ABSTRACT

Aluminum powders are well known for excellent release of energy during oxidation upon heating. However, this release of energy becomes limited due to formation of dense oxide (Al₂O₃) layer on powder surface. In this study, reactivity of aluminum particles was improved by replacing oxide layer with metallic shell of iron using electroless plating technique. Three different bath compositions were selected for deposition of iron on aluminum particles. The surface morphology of prepared Al/Fe core–shell composite powder was characterized by scanning electron microscopy (SEM) and energy-dispersive X-ray spectroscopy (EDX). Further, iron content in the composite powder was measured quantitatively using helium gas pycnometer while elemental analysis was performed by X-ray diffraction (XRD).
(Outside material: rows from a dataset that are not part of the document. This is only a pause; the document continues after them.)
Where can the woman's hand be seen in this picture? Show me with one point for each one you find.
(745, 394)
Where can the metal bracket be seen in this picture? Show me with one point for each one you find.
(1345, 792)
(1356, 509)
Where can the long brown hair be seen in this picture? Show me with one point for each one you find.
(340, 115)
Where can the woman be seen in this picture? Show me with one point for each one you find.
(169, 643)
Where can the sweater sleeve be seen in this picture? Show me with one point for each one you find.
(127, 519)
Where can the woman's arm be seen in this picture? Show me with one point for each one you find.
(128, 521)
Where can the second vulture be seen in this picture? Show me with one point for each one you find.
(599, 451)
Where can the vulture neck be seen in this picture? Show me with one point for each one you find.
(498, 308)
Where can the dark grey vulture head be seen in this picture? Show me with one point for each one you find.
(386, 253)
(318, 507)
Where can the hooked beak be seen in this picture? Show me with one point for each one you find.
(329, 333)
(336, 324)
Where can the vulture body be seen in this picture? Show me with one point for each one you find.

Finally, thermo-physical behavior of the composite powder was investigated using simultaneous thermogravimetry–differential scanning calorimetry (TG–DSC). The results showed that the synthesized Al/Fe core–shell composite powder exhibits higher energy release in comparison to the uncoated aluminum powder upon heating in air (up to 1180 °C). The powder with the densest iron coating released the highest energy.

摘要

众所周知，铝粉在加热氧化过程中能出色地释放能量。然而，由于形成致密的氧化物（Al ₂ O ₃) 粉末表面上的层。在这项研究中，通过使用化学镀技术用铁的金属壳代替氧化物层来提高铝颗粒的反应性。选择了三种不同的浴组合物用于在铝颗粒上沉积铁。通过扫描电子显微镜（SEM）和能量色散X射线光谱（EDX）对制备的Al/Fe核壳复合粉末的表面形貌进行表征。此外，使用氦气比重计定量测量复合粉末中的铁含量，同时通过X射线衍射(XRD)进行元素分析。最后，使用同步热重-差示扫描量热法（TG-DSC）研究了复合粉末的热物理行为。结果表明，与未涂覆的铝粉相比，合成的铝/铁核壳复合粉末在空气中加热（最高 1180 ℃）表现出更高的能量释放。具有最致密铁涂层的粉末释放的能量最高。